煩躁地抓了抓頭發,顧云傾的目光再次落在了久里身上。
這個夜晚很平靜,外面月光還有點平和,透過玻璃窗灑了進來。
屋里沒有開燈,可是久里的確趴在自己床邊沒錯。
顧云傾張了張嘴,只覺得口干舌燥,喉嚨也有點沙啞,真不知道自己是怎么了,明明前一刻還那么真實地扮演著楚君炎這個角色,這一會兒他就在自己眼前扮演著久里的角色,顧云傾分不清哪個才是現實哪個才是夢境了。
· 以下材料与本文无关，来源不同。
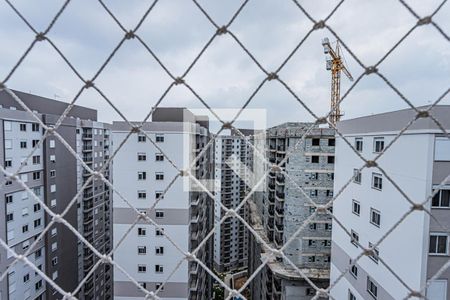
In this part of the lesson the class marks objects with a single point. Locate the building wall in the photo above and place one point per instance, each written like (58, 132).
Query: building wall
(21, 279)
(231, 238)
(185, 212)
(413, 174)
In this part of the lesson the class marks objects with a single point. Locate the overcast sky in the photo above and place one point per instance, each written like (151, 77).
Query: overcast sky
(225, 76)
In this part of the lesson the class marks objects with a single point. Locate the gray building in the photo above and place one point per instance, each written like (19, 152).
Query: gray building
(55, 175)
(142, 172)
(285, 208)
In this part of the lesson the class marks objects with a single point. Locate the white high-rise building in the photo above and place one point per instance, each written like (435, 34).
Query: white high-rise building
(371, 205)
(142, 174)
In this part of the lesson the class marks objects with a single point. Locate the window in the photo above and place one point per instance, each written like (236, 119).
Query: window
(159, 232)
(8, 144)
(358, 144)
(376, 253)
(159, 138)
(356, 176)
(441, 199)
(326, 243)
(356, 207)
(159, 269)
(141, 138)
(8, 163)
(142, 250)
(375, 217)
(36, 159)
(354, 271)
(143, 284)
(355, 238)
(37, 223)
(142, 268)
(377, 181)
(310, 292)
(7, 126)
(142, 175)
(36, 175)
(23, 177)
(38, 285)
(378, 145)
(372, 287)
(142, 157)
(142, 194)
(438, 243)
(142, 231)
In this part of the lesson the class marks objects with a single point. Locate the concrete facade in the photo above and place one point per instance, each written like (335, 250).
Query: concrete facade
(141, 173)
(285, 208)
(417, 162)
(59, 254)
(232, 170)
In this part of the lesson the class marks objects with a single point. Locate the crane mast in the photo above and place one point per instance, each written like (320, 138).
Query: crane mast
(336, 65)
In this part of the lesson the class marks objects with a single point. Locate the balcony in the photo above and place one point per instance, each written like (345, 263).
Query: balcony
(279, 227)
(279, 196)
(280, 212)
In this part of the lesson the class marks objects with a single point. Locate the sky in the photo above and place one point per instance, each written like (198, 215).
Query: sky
(225, 76)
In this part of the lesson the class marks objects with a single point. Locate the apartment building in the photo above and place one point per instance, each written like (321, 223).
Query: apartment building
(233, 169)
(371, 205)
(141, 174)
(55, 176)
(285, 208)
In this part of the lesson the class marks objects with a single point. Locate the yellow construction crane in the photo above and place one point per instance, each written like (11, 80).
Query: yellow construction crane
(335, 64)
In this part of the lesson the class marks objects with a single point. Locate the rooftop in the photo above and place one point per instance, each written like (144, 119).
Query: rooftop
(396, 121)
煩躁地抓了抓頭發,又看了看久里,突然看到了久里發間有什么東西在閃光,看了一會兒才伸手撥了撥久里的頭發,趁著月光,顧云傾看清了,那是一根白頭發。
心就這樣被揪痛了。
輕輕地撫摸了一下久里的頭發,顧云傾眼里流露出的神情充滿了疼惜。
傻瓜。
一聲輕聲的呢喃讓久里動了動,可是卻是沒有醒過來。
顧云傾盯著久里的腦袋半天才起身,下床,將久里從床邊抱到了床上,久里沒有睜開眼睛,只是伸手摟住了顧云傾的脖子,聲音很輕地問顧云傾:醒了?
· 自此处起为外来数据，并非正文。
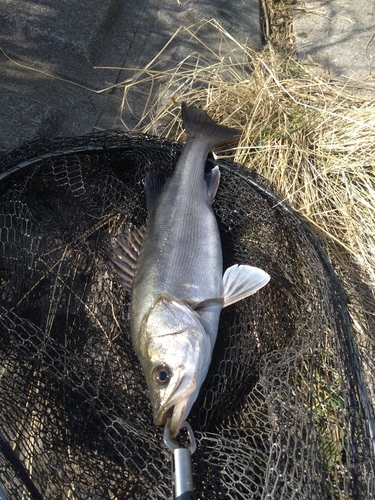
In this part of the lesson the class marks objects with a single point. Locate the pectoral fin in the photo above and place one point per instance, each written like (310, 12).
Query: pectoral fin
(123, 252)
(241, 281)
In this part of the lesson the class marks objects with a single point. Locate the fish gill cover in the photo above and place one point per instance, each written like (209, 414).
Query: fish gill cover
(283, 412)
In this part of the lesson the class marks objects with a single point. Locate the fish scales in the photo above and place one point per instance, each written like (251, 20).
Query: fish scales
(176, 282)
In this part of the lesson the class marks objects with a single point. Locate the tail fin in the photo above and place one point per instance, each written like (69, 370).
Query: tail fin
(198, 124)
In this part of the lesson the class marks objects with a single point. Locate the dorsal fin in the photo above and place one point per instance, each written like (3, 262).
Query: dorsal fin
(212, 179)
(197, 123)
(123, 252)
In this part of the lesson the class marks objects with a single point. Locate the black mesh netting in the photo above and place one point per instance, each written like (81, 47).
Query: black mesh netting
(283, 413)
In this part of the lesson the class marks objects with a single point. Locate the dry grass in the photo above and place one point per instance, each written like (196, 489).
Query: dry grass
(313, 138)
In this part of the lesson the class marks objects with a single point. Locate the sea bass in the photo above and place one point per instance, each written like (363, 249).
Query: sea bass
(173, 269)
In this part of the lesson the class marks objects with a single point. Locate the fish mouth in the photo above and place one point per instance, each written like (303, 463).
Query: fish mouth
(178, 405)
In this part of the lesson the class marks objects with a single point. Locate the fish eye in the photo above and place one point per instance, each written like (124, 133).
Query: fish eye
(161, 375)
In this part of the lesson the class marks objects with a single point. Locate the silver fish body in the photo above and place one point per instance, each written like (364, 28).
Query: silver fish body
(176, 281)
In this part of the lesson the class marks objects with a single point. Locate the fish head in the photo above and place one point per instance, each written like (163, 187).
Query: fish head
(175, 357)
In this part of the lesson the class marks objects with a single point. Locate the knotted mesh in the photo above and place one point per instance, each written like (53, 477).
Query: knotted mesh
(283, 413)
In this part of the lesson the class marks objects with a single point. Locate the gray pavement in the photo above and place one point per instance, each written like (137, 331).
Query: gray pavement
(46, 43)
(48, 84)
(337, 36)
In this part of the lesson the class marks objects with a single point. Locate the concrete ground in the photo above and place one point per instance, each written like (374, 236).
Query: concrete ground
(48, 51)
(48, 84)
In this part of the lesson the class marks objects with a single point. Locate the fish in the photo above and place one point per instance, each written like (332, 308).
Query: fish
(173, 269)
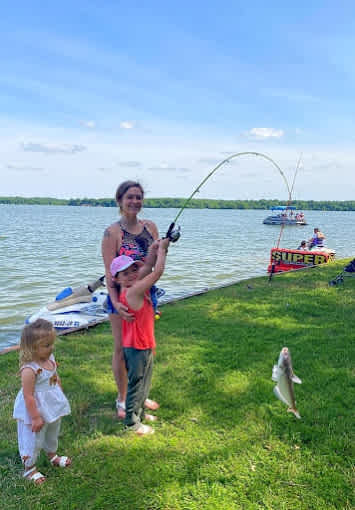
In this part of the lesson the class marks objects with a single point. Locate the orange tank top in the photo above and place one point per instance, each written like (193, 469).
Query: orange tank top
(139, 333)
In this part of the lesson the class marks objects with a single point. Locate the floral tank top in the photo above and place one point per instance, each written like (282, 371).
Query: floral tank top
(135, 245)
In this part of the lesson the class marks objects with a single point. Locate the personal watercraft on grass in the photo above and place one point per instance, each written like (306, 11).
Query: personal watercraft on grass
(83, 307)
(75, 309)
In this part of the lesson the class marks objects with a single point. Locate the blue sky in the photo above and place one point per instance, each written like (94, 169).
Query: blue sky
(93, 93)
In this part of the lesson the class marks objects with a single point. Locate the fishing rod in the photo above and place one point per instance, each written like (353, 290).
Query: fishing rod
(174, 234)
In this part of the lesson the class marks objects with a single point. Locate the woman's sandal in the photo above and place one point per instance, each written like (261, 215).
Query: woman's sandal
(121, 410)
(144, 430)
(151, 404)
(34, 476)
(62, 462)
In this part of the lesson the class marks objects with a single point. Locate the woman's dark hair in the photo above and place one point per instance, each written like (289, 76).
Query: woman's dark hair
(124, 187)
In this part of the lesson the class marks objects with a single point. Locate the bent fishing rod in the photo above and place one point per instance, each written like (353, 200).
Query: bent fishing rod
(174, 234)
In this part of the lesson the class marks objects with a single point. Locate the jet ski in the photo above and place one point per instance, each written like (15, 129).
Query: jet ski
(81, 308)
(75, 309)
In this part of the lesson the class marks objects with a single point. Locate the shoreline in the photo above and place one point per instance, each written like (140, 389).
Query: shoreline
(205, 290)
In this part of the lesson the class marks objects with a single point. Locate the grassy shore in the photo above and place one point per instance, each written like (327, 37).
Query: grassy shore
(223, 441)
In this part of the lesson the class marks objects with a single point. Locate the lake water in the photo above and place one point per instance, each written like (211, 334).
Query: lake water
(44, 249)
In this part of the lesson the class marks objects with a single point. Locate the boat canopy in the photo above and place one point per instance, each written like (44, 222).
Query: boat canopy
(282, 207)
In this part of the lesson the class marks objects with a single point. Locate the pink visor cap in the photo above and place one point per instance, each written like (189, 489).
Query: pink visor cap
(121, 263)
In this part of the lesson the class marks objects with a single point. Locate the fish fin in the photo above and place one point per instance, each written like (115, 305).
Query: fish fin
(275, 373)
(295, 412)
(296, 379)
(279, 395)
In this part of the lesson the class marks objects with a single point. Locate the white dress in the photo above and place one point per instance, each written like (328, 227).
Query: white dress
(51, 402)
顧云傾嗯了一聲再什么話也沒說,有些事不需要刻意去解釋,只是輕輕的一個動作對方便懂了,就像現在,顧云傾知道久里有很多問題想問,可是久里一定會自己給自己答案而不去刻意問顧云傾,這些顧云傾都知道,久里就是這么要強的人。
即使一個問題,他不問顧云傾也懂。
你再睡會兒就天亮了,天亮以后咱們就回家。
顧云傾說完這句話就躺在了久里的旁邊,久里給顧云傾挪了挪位置,轉身一把將顧云傾緊緊地抱住了,就像一個丟失了家人再次尋到回家路的孩子。
抱的很緊,顧云傾有點喘不過氣來。